In [1]:
# imports
import numpy as np # linear algebra
import pandas as pd # data processing, CSV file I/O (e.g. pd.read_csv)

In [2]:
# data load
fires = pd.read_csv('../input/forest-forest-dataset/forestfires.csv')
fires['areaclass'] = [0 if val==0.0 else 1 for val in fires['area']]
fires.head()

## Questions to be answered:
1. Find correlation between months and forest fire occurence?
<br>*Done*
2. Can we omit the day column?
3. Perform statistical analysis of the variable count spilt between fire and non-fire area
<br>*Not useful since range of each feature varies*
4. Does multi-dimensional visualization of the columns provide any insight?
<br>*PCA or Parallel Coordinates do not provide insight into classification between fire and non-fire areas*
5. Can forest fire occurence be modelled using only [temp, rain, RH, area]?
<br>*Done*

### PCA 

In [None]:
from sklearn.decomposition import PCA
import matplotlib.pyplot as plt 

y = fires['areaclass']
x = fires.drop(['areaclass','area','month','day','X','Y'],axis=1)

xnorm = (x - x.min()/x.max()-x.min())

# 2-dimensional PCA
pca = PCA(n_components=2)
trans = pd.DataFrame(pca.fit_transform(xnorm))

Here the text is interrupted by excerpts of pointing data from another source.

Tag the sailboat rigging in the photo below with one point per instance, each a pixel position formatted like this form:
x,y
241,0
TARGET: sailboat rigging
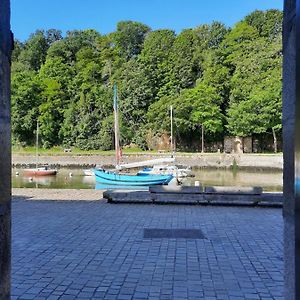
x,y
114,178
38,171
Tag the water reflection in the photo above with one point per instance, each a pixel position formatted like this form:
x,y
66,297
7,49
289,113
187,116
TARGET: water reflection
x,y
74,179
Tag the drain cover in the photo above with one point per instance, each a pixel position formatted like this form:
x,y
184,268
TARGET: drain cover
x,y
156,233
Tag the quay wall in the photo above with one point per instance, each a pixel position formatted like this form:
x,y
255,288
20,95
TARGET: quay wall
x,y
195,160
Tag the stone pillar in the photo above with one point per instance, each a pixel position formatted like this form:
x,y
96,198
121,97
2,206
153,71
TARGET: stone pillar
x,y
291,147
5,152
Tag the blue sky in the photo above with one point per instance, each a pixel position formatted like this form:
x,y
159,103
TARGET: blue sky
x,y
103,15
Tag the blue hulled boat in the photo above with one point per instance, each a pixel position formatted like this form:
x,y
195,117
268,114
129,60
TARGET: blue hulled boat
x,y
113,178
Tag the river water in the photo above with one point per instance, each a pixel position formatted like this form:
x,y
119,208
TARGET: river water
x,y
74,179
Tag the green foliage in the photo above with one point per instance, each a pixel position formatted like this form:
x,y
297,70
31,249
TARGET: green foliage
x,y
130,37
226,79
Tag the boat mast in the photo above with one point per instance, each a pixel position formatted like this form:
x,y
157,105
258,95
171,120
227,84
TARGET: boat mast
x,y
117,135
171,141
37,144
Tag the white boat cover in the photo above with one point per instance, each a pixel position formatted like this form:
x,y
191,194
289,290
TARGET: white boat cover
x,y
145,163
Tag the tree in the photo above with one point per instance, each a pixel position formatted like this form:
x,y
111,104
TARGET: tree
x,y
26,99
129,38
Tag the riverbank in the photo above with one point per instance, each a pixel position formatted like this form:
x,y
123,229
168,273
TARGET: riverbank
x,y
195,160
57,194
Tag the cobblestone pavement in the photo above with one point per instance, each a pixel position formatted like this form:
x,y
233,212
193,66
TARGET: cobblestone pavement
x,y
95,250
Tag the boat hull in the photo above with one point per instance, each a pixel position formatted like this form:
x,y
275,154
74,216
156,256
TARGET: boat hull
x,y
37,172
112,178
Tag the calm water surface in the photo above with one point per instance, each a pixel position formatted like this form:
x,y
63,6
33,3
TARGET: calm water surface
x,y
74,179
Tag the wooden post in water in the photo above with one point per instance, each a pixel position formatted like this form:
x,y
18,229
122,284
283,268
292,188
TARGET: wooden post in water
x,y
5,150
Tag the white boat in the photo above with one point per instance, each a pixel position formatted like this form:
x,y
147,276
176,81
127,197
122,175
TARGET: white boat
x,y
39,170
88,172
167,170
114,177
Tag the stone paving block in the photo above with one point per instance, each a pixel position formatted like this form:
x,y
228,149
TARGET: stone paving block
x,y
94,250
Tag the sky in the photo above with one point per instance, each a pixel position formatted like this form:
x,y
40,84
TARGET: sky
x,y
103,15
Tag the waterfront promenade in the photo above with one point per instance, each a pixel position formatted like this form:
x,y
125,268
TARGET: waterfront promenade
x,y
94,250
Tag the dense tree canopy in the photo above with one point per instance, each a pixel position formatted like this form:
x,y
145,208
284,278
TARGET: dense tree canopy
x,y
225,79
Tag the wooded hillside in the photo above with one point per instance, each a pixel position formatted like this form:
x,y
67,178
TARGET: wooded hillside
x,y
228,79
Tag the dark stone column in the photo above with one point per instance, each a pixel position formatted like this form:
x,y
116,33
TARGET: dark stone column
x,y
5,152
291,149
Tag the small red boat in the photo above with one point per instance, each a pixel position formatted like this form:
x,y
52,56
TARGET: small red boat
x,y
42,171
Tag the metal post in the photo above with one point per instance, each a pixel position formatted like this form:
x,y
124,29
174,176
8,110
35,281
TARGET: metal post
x,y
5,150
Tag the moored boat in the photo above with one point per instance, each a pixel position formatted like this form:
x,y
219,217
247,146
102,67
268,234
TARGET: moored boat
x,y
41,171
114,178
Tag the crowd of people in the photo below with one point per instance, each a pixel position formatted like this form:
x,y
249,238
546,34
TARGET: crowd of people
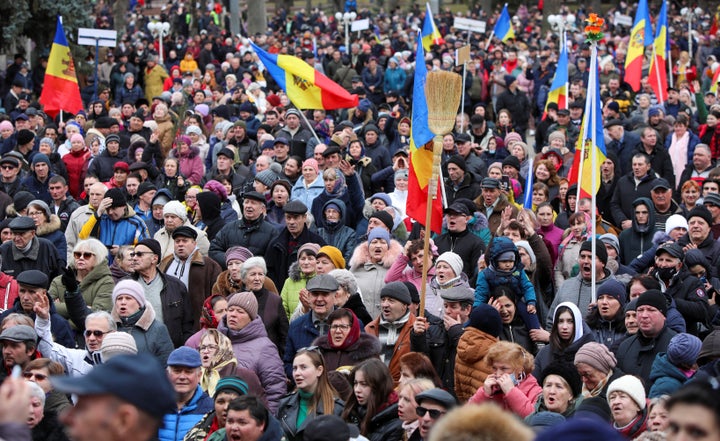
x,y
191,257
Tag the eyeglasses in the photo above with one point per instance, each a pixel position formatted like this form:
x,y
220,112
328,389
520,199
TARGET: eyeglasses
x,y
38,377
434,413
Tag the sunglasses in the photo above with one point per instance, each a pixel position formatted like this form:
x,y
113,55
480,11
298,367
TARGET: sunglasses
x,y
38,377
434,413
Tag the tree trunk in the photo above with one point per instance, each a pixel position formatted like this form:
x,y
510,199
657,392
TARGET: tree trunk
x,y
257,17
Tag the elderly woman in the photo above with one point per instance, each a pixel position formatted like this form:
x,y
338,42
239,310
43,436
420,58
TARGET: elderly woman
x,y
628,406
253,349
88,273
135,315
370,263
48,226
596,366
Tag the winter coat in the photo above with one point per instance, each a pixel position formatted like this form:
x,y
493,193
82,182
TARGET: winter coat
x,y
96,288
178,314
177,424
150,334
371,276
401,347
636,240
520,400
338,234
253,235
665,377
279,256
289,409
471,369
637,353
203,273
254,350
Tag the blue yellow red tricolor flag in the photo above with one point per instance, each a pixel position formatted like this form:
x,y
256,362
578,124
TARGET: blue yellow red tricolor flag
x,y
60,88
640,37
657,77
590,142
305,87
429,32
503,27
558,88
421,152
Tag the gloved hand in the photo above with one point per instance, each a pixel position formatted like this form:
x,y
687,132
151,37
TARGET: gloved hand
x,y
69,280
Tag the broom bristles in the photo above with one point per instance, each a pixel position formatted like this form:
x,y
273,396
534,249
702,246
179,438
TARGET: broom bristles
x,y
442,91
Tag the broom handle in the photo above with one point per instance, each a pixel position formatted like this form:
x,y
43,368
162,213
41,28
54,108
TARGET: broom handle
x,y
432,194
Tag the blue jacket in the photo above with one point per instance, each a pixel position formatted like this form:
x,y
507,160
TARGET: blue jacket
x,y
176,425
301,334
665,377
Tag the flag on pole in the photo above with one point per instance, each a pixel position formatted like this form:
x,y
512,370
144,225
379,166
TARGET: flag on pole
x,y
640,37
657,77
421,152
305,87
558,88
503,27
60,88
429,32
589,143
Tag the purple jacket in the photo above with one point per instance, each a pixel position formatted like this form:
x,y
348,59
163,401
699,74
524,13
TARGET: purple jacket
x,y
254,350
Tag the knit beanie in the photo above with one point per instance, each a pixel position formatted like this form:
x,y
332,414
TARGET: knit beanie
x,y
117,343
565,371
379,233
632,386
397,291
176,208
237,253
486,319
596,355
654,298
130,288
600,251
453,260
683,349
614,289
334,254
245,300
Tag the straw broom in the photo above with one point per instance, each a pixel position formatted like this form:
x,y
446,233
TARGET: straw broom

plt.scatter(trans[y==0][0], trans[y==0][1], label='non-fire area', c='green')
plt.scatter(trans[y==1][0], trans[y==1][1], label='fire area', c='blue')
plt.legend()
plt.show()

In [None]:
x.columns

#### Features having the highest magnitude in the Principal Components 

In [None]:
from sklearn.decomposition import PCA
from sklearn.preprocessing import StandardScaler

scaler = StandardScaler()
scaler.fit(x)
x = scaler.transform(x)

pca = PCA()
xnew = pca.fit_transform(x)

def pcaPlot(score,coeff,labels=None):
    xs = score[:,0]
    ys = score[:,1]
    n = coeff.shape[0]
    scalex = 1.0/(xs.max() - xs.min())
    scaley = 1.0/(ys.max() - ys.min())
    plt.scatter(xs * scalex,ys * scaley, c = y)
    for i in range(n):
        plt.arrow(0, 0, coeff[i,0], coeff[i,1],color = 'r',alpha = 0.2)
        if labels is None:
            plt.text(coeff[i,0]* 1.15, coeff[i,1] * 1.15, "Var"+str(i+1), color = 'g', ha = 'center', va = 'center')
        else:
            plt.text(coeff[i,0]* 1.15, coeff[i,1] * 1.15, labels[i], color = 'g', ha = 'center', va = 'center')

plt.xlim(-1,1)
plt.ylim(-1,1)
plt.xlabel("PC{}".format(1))
plt.ylabel("PC{}".format(2))
plt.grid()

#Call the function. Use only the 2 PCs.
pcaPlot(xnew[:,0:2],np.transpose(pca.components_[0:2, :]))
plt.show()

In [None]:
pca.explained_variance_ratio_
# print(abs( pca.components_ ))
# np.transpose(pca.components_[0:2, :]).shape[0]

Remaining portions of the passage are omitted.